Important Lessons to Remember from Assembly Language programming

Okay, so I have been writing assembly language programs for a little bit now and to be honest with everyone, not like it is not obvious, assembly can be very frustrating especially when you write code and it seems to make logical sense.  However, when you run the program, it either says segmentation fault, memory corruption issues, or the program displays a bunch of random text to the screen.

Okay so, recently I have been trying to write an application that does something simple using assembly.  The goal was to write a program with Nasm and have it display the number of arguments passed to our program.

From my previous posts, we know that ebp+4 contains the return address after the main method is executed.  We also now that ebp+8 is the first parameter passed to main,  ebp+12 is the second parameter, and so on and so on with 4 added to each time.  This is because from the C programming language the main method has a header declaration that is of the following syntax:

int main(int numArg, char* actualArgContents[]])
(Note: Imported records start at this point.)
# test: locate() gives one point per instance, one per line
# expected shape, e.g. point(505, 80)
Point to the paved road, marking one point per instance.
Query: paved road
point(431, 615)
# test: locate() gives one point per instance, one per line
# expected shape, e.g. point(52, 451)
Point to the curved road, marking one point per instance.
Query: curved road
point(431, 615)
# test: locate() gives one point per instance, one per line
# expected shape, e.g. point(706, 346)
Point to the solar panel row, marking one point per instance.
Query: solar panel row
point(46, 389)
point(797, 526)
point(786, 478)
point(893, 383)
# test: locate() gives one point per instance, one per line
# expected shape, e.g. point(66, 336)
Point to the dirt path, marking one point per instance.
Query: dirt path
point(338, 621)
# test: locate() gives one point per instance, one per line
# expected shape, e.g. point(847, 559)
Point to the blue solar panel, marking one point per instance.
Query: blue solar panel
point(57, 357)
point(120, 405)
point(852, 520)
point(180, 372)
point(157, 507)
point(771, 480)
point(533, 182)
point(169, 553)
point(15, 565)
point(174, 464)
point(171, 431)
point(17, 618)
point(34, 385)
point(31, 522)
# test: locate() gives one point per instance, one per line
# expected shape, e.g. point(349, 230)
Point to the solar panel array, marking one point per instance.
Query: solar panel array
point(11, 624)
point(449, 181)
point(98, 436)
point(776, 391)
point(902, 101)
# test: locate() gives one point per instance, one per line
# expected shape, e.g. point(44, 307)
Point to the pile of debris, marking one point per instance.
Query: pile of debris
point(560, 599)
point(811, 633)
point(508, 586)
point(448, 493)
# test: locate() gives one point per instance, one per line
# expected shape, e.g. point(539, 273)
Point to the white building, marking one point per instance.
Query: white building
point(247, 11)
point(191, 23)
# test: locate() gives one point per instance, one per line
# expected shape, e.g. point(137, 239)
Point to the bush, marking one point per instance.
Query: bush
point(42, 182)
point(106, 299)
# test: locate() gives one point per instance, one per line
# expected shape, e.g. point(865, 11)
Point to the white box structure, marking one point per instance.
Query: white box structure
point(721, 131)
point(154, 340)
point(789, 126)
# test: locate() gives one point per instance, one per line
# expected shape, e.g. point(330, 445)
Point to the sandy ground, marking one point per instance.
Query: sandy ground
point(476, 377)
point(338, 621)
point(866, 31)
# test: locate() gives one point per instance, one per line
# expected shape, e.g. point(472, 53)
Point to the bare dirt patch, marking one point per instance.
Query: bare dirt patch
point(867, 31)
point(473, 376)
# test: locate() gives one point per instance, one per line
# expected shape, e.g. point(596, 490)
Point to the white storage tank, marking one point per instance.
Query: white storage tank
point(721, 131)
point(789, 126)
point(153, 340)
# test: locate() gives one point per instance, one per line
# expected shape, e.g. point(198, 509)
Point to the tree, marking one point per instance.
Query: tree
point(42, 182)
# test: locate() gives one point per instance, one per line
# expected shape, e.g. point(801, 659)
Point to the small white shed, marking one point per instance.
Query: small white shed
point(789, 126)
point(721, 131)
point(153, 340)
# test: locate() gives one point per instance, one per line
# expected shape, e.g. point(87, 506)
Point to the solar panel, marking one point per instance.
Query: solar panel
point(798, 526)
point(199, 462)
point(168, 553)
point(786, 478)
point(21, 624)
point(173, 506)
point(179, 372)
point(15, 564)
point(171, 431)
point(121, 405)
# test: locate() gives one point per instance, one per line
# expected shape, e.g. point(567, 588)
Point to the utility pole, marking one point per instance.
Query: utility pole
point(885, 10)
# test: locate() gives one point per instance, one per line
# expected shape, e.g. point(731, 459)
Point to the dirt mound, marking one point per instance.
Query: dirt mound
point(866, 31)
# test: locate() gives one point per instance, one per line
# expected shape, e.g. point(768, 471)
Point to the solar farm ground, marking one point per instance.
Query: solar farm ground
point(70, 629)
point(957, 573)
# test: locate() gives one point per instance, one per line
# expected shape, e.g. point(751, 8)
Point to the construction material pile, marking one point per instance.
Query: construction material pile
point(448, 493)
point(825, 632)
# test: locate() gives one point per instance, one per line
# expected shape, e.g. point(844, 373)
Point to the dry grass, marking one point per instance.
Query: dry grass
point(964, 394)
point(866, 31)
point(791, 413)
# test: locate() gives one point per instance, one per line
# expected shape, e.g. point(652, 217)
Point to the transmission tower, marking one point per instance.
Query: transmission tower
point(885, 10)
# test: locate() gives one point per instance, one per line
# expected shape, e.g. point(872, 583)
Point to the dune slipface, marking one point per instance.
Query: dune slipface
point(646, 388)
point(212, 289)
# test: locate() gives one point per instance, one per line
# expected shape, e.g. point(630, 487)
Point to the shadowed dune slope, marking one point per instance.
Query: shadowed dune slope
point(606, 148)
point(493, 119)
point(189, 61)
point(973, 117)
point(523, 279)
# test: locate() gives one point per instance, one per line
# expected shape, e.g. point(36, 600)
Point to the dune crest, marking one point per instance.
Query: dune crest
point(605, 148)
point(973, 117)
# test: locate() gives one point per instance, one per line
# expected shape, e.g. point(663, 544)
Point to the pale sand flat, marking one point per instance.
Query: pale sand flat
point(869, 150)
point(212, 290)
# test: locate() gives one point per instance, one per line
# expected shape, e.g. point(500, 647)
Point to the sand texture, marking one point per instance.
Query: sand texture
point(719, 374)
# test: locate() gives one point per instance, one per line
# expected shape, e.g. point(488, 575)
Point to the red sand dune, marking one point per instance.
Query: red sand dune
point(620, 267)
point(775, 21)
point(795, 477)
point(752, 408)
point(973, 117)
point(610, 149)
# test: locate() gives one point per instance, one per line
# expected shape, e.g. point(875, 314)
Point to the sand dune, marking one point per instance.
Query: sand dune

With this in mind, I set out to write a program in assembly that would simply display the number of arguments that was passed to our program to the screen.  In my first run at it, I produced the following lines of code:


;an equivalent program to this in assembly
SECTION .data

msg: db "Arg = %s ",10,0
msg2: db "Arg Count = %d", 10,0

SECTION .text
;allow access to printf
extern printf
;make our main available externally
global main


main: ;int main(int numArguments, char* arg[])
     push ebp
     mov ebp , esp
     sub esp, 4


 mov eax, DWORD[ebp +8]          ;points to numArguments
 mov ebx, DWORD[ebp +12]  ;points to arg
 mov ecx , 0
 
        ;attempt to display the number of arguments 
 push eax          ;push 4 bytes, contains number args
 push msg2         ;memory address are 4 bytes in size
 call printf
 add esp, 8         ;cleans up the stack;8= 2 items of 4 bytes in size


     mov esp, ebp
     pop ebp
     ret

Now, just looking at the above code, everything appears to be in order.  I moved the value stored on the stack into the accumulation register (which of course resides in the CPU, for increased performance).  Then I pushed the string formater address that will display the number, and finally, I called printf from the C standard library.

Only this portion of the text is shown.